With our coming of age, Knuf started to look older and scruffier. When my mother gifted Knuf to me as an infant, they were constructed of a soft, white towelling fabric, but because we cuddled so much the looped threads that are characteristic for towelling fabric are all gone and only the base fabric to which these threads were attached to is left. Even this is now brown-greyish and has many holes and loose bits. The balls that suggested hands and feet I have cuddled away as well. Another reason for their raggedness is because they were never properly washed, as my grandfather, who is a physician, always said that an unwashed knuffel is like a natural vaccination: you pick your nose, you play in the sandbox or run around outside, and all the while you are cuddling this knuffel. If you then don’t wash them, you are continuously exposed to a small number of bacteria and viruses, thus building resistance to them.

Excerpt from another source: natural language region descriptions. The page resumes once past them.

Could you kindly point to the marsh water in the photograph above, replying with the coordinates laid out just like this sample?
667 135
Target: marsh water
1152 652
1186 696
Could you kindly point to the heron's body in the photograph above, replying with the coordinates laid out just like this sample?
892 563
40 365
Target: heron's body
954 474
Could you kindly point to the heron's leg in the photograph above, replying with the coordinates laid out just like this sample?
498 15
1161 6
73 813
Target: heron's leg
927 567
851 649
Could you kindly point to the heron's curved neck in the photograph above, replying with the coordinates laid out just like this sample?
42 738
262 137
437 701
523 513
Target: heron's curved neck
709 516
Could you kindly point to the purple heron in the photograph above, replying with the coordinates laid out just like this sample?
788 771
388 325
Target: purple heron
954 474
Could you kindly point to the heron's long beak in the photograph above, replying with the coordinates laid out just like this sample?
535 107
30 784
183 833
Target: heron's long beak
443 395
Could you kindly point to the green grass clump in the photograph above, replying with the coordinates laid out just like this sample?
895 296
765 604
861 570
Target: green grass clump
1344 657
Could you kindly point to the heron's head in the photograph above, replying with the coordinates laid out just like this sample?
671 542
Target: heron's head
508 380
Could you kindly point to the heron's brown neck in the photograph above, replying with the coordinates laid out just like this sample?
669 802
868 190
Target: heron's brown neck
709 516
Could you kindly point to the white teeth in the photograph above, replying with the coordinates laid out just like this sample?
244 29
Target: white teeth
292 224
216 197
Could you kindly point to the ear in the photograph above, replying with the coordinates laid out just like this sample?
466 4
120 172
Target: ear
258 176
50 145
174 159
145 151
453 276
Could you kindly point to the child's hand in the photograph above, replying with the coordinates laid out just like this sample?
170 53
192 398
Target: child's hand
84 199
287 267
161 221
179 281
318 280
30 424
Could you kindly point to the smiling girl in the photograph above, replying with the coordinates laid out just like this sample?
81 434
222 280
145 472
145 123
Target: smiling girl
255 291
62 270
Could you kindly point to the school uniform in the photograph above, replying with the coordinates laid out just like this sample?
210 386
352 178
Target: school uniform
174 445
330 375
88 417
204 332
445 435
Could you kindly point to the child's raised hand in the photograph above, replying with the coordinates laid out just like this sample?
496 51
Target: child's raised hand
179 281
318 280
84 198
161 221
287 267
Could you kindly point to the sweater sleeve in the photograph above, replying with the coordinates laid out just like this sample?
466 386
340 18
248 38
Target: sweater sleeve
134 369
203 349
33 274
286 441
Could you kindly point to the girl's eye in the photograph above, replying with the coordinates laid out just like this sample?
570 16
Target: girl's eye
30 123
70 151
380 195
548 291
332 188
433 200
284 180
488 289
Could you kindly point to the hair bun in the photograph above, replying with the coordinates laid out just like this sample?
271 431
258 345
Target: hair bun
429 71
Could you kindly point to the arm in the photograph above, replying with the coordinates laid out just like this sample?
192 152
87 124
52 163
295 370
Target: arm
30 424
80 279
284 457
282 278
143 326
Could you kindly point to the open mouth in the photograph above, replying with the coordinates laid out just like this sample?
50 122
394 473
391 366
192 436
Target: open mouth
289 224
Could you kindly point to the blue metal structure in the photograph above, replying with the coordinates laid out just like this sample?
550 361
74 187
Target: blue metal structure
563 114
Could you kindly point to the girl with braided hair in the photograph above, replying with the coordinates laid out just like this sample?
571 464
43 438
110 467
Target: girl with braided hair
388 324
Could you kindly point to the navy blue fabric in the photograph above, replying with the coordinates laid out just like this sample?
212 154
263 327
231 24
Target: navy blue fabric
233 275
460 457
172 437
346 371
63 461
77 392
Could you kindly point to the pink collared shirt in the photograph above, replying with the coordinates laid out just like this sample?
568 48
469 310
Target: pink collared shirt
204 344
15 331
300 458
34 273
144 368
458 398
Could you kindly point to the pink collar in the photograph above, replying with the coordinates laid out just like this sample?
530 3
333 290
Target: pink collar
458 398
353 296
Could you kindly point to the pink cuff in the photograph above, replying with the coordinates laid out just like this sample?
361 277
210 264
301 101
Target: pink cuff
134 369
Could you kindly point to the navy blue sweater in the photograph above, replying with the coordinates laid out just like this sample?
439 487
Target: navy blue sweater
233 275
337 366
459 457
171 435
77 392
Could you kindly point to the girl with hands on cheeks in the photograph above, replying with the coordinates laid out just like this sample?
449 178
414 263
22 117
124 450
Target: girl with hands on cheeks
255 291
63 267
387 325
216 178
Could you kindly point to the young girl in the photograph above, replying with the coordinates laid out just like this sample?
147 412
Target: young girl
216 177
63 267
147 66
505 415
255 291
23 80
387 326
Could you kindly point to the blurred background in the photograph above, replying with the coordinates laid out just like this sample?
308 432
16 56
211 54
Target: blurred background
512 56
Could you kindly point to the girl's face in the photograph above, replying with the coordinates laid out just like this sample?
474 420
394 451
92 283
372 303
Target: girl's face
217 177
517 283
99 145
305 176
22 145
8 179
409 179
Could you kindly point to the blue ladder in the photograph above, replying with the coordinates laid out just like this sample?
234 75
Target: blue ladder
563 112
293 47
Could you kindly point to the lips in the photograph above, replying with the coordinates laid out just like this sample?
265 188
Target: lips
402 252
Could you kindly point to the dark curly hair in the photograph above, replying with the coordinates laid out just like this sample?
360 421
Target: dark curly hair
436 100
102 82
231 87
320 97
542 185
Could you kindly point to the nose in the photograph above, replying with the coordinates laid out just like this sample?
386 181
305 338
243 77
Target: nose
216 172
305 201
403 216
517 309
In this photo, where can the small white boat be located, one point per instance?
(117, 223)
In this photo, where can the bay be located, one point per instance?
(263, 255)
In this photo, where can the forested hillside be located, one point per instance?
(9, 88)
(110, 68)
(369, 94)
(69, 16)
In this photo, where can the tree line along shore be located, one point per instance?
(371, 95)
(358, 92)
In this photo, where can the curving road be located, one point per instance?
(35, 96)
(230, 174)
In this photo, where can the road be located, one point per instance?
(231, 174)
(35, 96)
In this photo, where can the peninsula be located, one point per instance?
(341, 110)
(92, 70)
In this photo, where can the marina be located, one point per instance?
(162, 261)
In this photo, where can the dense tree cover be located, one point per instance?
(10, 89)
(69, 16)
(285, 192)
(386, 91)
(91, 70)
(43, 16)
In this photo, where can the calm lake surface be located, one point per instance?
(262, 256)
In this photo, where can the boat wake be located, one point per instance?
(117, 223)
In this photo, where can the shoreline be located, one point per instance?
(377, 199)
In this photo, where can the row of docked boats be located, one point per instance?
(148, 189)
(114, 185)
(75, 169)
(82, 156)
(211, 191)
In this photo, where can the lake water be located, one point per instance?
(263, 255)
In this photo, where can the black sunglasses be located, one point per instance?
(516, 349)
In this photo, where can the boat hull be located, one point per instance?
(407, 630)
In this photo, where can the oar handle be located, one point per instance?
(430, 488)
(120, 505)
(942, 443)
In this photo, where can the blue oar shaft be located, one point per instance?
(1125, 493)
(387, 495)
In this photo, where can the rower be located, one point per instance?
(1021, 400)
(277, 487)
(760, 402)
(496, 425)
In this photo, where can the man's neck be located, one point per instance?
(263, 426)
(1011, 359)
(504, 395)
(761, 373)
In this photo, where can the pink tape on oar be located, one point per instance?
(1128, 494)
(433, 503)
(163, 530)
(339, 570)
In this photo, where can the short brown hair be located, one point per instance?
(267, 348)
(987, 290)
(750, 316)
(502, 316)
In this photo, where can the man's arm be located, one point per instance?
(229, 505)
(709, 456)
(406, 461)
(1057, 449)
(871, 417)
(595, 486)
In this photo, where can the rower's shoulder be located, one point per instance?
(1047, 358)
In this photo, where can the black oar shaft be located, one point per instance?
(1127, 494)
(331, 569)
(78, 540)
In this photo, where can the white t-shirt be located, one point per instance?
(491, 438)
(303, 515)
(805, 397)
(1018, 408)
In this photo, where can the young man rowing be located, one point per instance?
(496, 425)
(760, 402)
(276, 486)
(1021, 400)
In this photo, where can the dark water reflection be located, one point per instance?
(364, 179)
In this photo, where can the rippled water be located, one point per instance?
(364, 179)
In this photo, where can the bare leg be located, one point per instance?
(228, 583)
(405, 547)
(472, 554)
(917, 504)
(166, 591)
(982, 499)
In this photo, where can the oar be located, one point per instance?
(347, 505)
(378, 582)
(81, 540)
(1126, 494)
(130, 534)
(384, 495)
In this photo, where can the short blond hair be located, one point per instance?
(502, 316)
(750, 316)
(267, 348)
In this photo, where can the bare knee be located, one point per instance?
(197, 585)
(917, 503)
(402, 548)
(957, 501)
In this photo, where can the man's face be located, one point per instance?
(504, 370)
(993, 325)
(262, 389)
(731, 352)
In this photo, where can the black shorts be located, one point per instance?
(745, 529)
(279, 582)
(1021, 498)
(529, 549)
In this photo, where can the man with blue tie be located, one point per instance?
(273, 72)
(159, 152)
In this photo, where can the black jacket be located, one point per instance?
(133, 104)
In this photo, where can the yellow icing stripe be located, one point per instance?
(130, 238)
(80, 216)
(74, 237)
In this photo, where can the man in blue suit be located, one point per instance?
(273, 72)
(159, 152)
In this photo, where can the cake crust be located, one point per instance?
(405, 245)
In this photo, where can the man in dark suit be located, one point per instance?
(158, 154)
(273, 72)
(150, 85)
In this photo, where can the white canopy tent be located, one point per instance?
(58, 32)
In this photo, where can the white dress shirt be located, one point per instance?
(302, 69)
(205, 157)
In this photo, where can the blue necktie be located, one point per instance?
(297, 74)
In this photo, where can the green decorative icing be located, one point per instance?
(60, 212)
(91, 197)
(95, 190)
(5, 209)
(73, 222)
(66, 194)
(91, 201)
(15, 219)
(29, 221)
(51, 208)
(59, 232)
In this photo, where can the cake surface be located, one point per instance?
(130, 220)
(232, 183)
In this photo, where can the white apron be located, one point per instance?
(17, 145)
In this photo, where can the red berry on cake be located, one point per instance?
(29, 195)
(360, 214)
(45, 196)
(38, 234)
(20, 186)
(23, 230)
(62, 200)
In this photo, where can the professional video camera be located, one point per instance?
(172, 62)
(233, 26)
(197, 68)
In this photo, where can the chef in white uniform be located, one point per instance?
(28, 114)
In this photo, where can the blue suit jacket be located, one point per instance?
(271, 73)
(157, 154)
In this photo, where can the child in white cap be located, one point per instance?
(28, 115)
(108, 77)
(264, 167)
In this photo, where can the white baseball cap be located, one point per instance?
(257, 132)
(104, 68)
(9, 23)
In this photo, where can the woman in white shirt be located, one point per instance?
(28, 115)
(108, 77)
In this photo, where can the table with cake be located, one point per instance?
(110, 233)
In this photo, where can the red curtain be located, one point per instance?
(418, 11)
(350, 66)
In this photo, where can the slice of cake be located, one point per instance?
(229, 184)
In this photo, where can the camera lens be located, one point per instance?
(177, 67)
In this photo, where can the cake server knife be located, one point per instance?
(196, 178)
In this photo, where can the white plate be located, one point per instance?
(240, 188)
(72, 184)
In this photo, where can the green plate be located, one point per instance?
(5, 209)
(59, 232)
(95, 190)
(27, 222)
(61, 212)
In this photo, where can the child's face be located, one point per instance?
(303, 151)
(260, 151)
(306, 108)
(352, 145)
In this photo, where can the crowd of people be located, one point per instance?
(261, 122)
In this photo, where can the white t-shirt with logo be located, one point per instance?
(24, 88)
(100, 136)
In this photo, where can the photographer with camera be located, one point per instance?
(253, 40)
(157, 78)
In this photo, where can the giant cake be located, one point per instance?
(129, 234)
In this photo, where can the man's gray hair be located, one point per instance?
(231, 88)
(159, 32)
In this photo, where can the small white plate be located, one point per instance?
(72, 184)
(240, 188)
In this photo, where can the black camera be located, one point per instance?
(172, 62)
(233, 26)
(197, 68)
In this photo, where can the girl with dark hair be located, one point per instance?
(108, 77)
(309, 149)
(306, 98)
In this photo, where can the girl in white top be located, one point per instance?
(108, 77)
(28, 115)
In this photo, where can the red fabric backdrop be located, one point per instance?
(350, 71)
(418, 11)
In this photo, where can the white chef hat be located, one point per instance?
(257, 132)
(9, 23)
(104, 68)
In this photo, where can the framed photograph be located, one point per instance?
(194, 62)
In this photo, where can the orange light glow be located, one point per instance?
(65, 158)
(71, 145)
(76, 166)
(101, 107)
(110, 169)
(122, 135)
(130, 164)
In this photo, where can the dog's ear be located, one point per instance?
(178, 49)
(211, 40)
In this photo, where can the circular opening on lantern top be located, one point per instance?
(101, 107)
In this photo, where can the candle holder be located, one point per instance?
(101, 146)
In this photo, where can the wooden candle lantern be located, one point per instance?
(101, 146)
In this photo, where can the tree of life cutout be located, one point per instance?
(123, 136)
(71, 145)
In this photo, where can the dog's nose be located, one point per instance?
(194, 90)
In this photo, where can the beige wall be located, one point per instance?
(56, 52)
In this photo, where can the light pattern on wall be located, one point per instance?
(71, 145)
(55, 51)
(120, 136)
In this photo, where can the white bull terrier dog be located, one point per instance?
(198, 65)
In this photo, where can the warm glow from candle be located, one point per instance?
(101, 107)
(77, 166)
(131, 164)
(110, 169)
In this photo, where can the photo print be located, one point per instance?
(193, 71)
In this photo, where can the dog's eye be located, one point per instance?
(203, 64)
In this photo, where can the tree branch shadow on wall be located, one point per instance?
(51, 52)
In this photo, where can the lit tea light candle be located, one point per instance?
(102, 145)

My mother, who is a very skilled knuffel-doctor, managed to manoeuvre a second layer of towelling fabric inside of Knuf, which she attached with very precise stitches. Through the now very fragile original layer of Knuf, you can see this second layer. She did this to make sure that Knuf would never be completely devoured by my love, and it also meant that I could continue playing with Knuf in whatever way I wanted to. Knuf to me was a symbol of protection, not just physical protection from bacteria and viruses, but also mentally: they comforted me and helped me to understand the world. When I look at Knuf now their material wear and tear remind me of this safeness still, but our bond is a very subjective one, and not everyone looks at Knuf and recognises their qualities as memories of love. How do others see Knuf today with their raggedness, in contrast to when they were new? What do these somatic traces add to Knuf’s value?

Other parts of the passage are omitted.